Working from home was once reserved for the writers, artists, and entrepreneurs of the world. Today, it’s much more common, with approximately 3.9 million Americans working from home at least half the time. And, according to a study by the 2017 State of Telecommuting in the U.S. Employee Workforce Report, that number of is growing.
Working remote can be the best: You save on gas and time commuting, but best of all, there’s never a line for the microwave. It’s so great that sometimes it can be hard to stay focused on your actual work. Which means your work days can grow longer as you try and play catch up on what didn’t get your full attention because you were watching videos on YouTube.
Here are seven tips to make the most of your remote working experience:
1. Know your company’s remote work policies.
Inside and out, you should be aware of your company’s expectations of remote work. Do they want you to be available between 9 and 5? Or is your work more project-based and deadline driven? If you have the luxury of working for a company that allows you to work from home, even if it’s part of the time, you must adhere to company policy. One person abusing this perk could mean everyone losing the perk, and you don’t want that person to be you.
2. Define a workspace.
When you work from home, the line between your work and personal life may blur. You can play fetch with your dog while on a conference call, throw in a load of laundry in between emails, and wear pajamas all day. These are all major benefits of working from home, but it can become easy to let your home life distract you from your work responsibilities.
By creating an organized space that you only occupy during work hours, you can cut down distractions. I am sure there will be plenty of mornings that you work from bed; try to stick to your designated “office” space. By keeping work as separate from home life as possible, not only will you be able to focus on your work, but at the end of the day it will be easier to unwind on the couch, especially if you haven’t spent all day working there.
3. Be available (and reasonable).
If you’re working on solo projects, this isn’t quite as important (although you should schedule regular check-ins and status reports with clients), but if you work as part of a team, make sure your team can reach you during normal working hours. Whether you use GChat, Slack, or another chat client to stay connected, keep it updated. If you run out to walk the dog, change your status to “on break, available at [insert time here].”

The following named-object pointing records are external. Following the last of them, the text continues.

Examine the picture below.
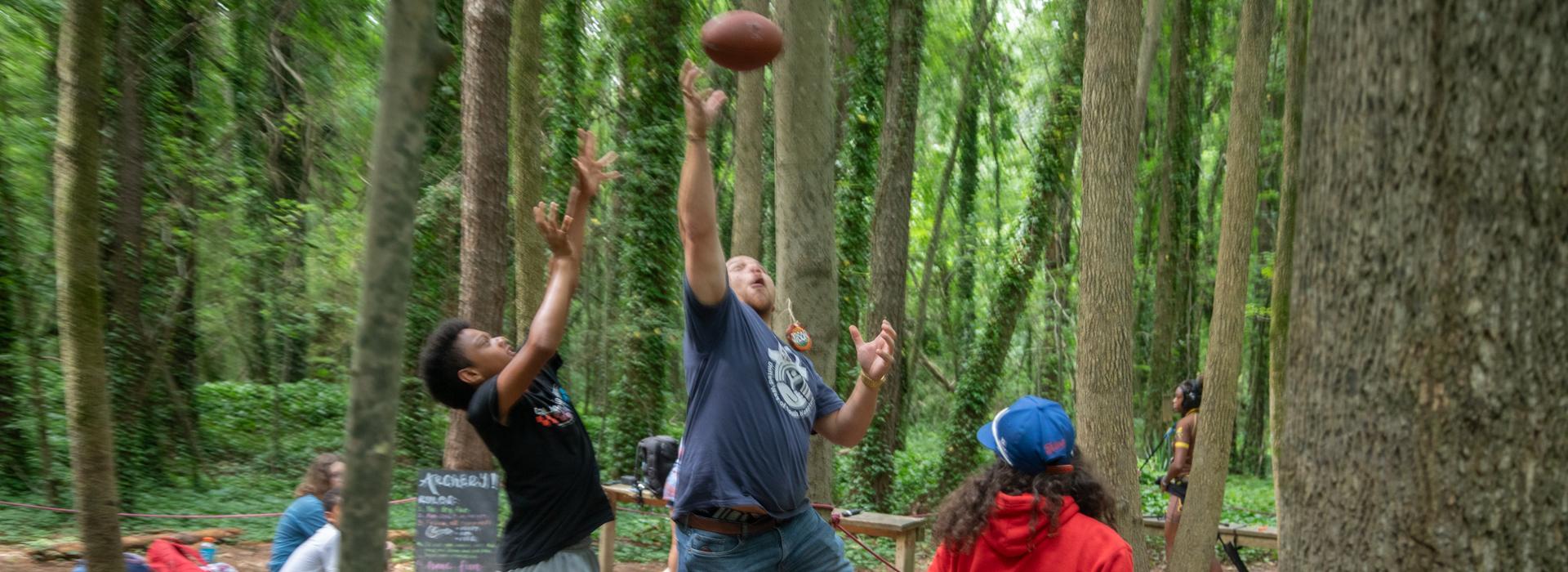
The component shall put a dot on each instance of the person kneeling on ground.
(306, 515)
(1037, 508)
(318, 553)
(521, 411)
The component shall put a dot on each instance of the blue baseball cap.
(1031, 435)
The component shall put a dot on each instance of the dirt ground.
(252, 556)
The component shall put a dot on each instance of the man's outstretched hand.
(702, 105)
(591, 172)
(875, 356)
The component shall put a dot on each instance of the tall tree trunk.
(78, 300)
(412, 60)
(1285, 245)
(745, 235)
(1215, 427)
(645, 203)
(528, 152)
(482, 295)
(124, 257)
(1153, 15)
(808, 266)
(891, 229)
(1165, 353)
(1428, 312)
(1056, 150)
(963, 284)
(1104, 353)
(862, 56)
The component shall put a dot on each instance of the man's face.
(487, 353)
(751, 284)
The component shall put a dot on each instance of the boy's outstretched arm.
(705, 256)
(567, 254)
(549, 322)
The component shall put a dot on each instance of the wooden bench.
(1245, 536)
(903, 530)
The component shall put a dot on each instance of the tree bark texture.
(1227, 331)
(808, 266)
(1428, 307)
(889, 259)
(528, 159)
(1104, 351)
(482, 295)
(745, 235)
(1054, 152)
(1285, 244)
(412, 60)
(78, 293)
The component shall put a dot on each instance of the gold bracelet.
(872, 382)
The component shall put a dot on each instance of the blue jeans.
(804, 543)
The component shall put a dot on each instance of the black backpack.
(654, 458)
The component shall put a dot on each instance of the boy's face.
(488, 353)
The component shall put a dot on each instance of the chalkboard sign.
(455, 521)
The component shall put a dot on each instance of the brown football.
(742, 39)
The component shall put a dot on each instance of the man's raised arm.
(698, 209)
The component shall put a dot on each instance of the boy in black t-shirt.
(518, 406)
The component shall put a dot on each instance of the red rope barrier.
(173, 516)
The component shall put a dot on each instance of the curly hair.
(966, 512)
(318, 478)
(439, 362)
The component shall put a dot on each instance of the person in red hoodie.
(1037, 508)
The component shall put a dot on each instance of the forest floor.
(252, 556)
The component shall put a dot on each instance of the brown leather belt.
(728, 527)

Speaking of normal working hours, you may be at your most productive at midnight or 2 a.m. If you work as part of a team, respect their time and don’t send IMs late into the evening if the rest of your crew sticks to a more traditional schedule. If you’re a solo contractor, the same rule applies for clients. Sure, you can send them a draft at 2 a.m., but no texts or calls unless it’s during their working hours.

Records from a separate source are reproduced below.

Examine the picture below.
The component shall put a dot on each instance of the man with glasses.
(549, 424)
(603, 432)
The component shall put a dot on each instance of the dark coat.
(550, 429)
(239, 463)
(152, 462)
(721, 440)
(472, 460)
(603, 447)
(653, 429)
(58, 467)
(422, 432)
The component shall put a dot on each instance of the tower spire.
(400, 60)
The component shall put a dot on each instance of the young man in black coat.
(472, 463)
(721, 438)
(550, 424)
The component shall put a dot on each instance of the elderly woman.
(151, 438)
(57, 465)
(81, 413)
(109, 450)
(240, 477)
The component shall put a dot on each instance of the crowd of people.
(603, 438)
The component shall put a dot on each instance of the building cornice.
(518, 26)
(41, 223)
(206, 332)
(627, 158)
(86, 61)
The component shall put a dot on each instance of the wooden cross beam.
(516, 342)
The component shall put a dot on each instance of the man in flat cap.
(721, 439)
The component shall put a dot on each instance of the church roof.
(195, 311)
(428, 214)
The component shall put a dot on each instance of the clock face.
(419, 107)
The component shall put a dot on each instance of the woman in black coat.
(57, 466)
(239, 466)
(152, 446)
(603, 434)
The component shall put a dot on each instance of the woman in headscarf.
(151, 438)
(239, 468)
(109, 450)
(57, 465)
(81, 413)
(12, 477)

4. Play around with different organization techniques.
Planner addicts (like myself) struggle to grasp how anyone likes to use a digital calendar to plan their day. And digital adopters would be lost without calendar alerts on phones. The point is, everyone has a technique that works, and you need to find yours.
Some people map out ideas on post-it notes, and others use notebooks. A handwritten to-do list can do wonders, but so can a task management app. Take this opportunity to find what works best for you, test what works, scrap what doesn’t..
5. Eliminate distractions.
Without co-workers watching your every move, it’s easy to get sucked into your favorite distractions. While it won’t be fun, your productivity will skyrocket by removing them from your workspace.
If you love having the news on in the background, but every headline catches your attention, turn it off. And, you already know that putting your phone away is a good idea. Keeping tabs open for your personal Facebook, Twitter, or other non work-related social channels is also a distraction. If you can’t live without social media, set aside chunks of time before and after work to read or post.
6. Plan your weekdays.
Because you don’t have someone telling you where you must be at a certain time on Monday morning, you might tend to let your weekend errands slip. To be fair, the grocery store is much less crowded on weekday mornings, but if you save your home chores for the workweek you are going to fall behind.
Do your heavy cleaning, stock your fridge, and catch up on laundry over the weekend. These activities can take up a lot of your time and focus. Set a chore schedule outside of work hours and stick with it. You’ll feel saner during the week and will have no excuse not to get to work.
7. Fill the void.
Working from home is a luxury many office workers jump at the chance to have, but it doesn’t mean that it’s always perfect. You might find yourself restless and this can cause you to find solace by scrolling through social media more often.
If you find yourself going stir-crazy midday, head to a library or coffee shop. Take a walk. Do a 30-minute yoga class. If you can replace what working from home lacks then you will be happier and need less distractions to get through the workday.
By using these tips, you can make an effort to keep your productivity on track, and even embrace kicking ass at work in the comfort of your own home.